Lo tsunami silenzioso
La scorsa settimana mi ha scritto Elena, un’amica che lavora come anestesista per la Croce Rossa Internazionale e che quest’anno è tornata a Barentu, in Eritrea. Ecco uno stralcio della sua mail:
“Sono oramai qui in Eritrea dall’inizio di gennaio…le condizioni di vita qui sono peggiorate rispetto all’anno scorso. La farina (base della nostra alimentazione…) scarseggia anche per noi: i prezzi sono saliti alle stelle, colpa della crisi globale dei cereali, usati per l’alimentazione dei bovini e per gli “eco combustibili”… La gente non puo’ piu’ permettersi di pagare cosi cara la pochissima farina che si trova al mercato e cosi’ che l’Africa ha sempre piu’ fame… e voi avete l’eco-diesel!
In città ci sono le tessere del razionamento: il governo garantisce alle famiglie delle quantità minime di sorgo, zucchero, olio, ma la gente non se la passa troppo bene. Noi siamo molto lontani dalla capitale, in una delle regioni piu’ povere e calde di questo paese, ma paradossalemnte la gente qui se la cava meglio perchè come sempre quando ci sono restrizioni e tessere alimentari si sviluppa un commercio fiorente di beni di primo consumo nelle zone di confine…e nonostante i divieti e i controlli del governo qui le mercanzie circolano, molto piu’ dell’anno scorso!
L’altra fondamente differenza con l’anno scorso è che, siccome gli americani (e europei?) si sono comprati tutta l’eccedenza di produzione di sorgo del Sudan a prezzi nettamente superiori a quelli che l’Eritrea si poteva permettere, non c’è piu’ la tradizionale birra che da piu’ di mezzo secolo questo paese produceva… e un paese senza la birra è di una tristezza… L’anno scorso era un piacere sedersi nei bar del paese e gustarsi una birra “Asmara” ghiacciata… adesso al massimo c’è l’acqua gasata, che non è la stessa cosa…”

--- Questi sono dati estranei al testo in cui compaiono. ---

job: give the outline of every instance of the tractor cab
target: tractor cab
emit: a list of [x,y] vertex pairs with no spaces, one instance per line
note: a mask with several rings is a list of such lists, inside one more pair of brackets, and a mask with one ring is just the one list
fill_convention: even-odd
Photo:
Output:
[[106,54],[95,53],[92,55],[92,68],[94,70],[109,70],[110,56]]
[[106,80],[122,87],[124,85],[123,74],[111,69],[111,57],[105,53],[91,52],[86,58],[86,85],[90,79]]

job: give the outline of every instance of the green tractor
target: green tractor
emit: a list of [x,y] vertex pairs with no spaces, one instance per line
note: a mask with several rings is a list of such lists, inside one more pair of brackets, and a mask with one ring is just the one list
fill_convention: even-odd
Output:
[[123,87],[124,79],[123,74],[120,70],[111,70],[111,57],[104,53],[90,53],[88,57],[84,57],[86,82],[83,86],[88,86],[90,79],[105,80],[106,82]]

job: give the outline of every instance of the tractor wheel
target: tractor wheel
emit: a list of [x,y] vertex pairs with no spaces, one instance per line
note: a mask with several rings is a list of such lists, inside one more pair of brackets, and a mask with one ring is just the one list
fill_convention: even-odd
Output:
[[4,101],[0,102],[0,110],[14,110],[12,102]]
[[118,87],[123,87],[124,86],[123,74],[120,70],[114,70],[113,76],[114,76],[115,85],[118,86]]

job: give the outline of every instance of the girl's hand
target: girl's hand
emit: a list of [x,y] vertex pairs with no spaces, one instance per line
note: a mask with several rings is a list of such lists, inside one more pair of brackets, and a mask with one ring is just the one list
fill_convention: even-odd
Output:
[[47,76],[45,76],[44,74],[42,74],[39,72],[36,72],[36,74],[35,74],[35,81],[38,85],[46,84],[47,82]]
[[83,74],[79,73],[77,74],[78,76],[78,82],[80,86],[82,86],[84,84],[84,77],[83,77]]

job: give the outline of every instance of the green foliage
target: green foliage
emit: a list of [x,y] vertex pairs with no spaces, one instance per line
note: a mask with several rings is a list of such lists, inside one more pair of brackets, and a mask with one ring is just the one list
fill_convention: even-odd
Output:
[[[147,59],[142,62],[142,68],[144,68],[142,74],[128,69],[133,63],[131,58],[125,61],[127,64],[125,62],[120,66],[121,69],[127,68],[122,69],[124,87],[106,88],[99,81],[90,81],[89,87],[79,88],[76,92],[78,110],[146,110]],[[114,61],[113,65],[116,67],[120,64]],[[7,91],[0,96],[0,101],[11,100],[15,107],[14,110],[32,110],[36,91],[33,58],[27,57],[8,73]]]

Mi ha colpito sentire raccontare di persona gli effetti di quello che fino a poco fa avevo soltanto letto sui giornali. Anzi, direi anche con una certa fatica, perché da sempre in Italia le notizie che non riguardano la politica o gli interni difficilmente trovano molto spazio sui media. Da quando è caduto il governo e ci sono state le elezioni, quello spazio è diventato ancora più misero. Nelle ultime settimane eventi catastrofici come il terremoto in Cina e il ciclone in Birmania hanno dovuto lottare per avere un poco di visibilità. Un giornalista tempo fa ha teorizzato che “per fare notizia, il numero dei morti deve essere proporzionale alla distanza”: beh, nonostante si parli di villaggio globale, per gli Italiani il resto del mondo rimane molto distante!
Non c’è quindi da stupirsi se non molti di noi hanno sentito parlare del cosiddetto “tsunami silenzioso”: non è un evento improvviso ma è ugualmente una catastrofe, è la nuova crisi alimentare globale. Non è una carestia, anzi, la produzione mondiale di cibo si stima non sia mai stata così alta. Eppure, una serie di fattori – tra cui le politiche protezionstiche di Stati Uniti, Russia ed Unione Europea, la corsa ai biocarburanti, l’aumento del consumo di carne nei paesi in via di sviluppo – sta creando un aumento vertiginoso dei prezzi che ha già scatenato rivolte in decine di paesi, dall’Egitto ad Haiti all’Indonesia.
Se ci pesa un aumento di 50 centesimi su un litro di carburante quando facciamo il pieno, pensiamo a quanto può pesare un aumento di un dollaro sulla farina o sul riso per una famiglia che vive con 2 dollari al giorno.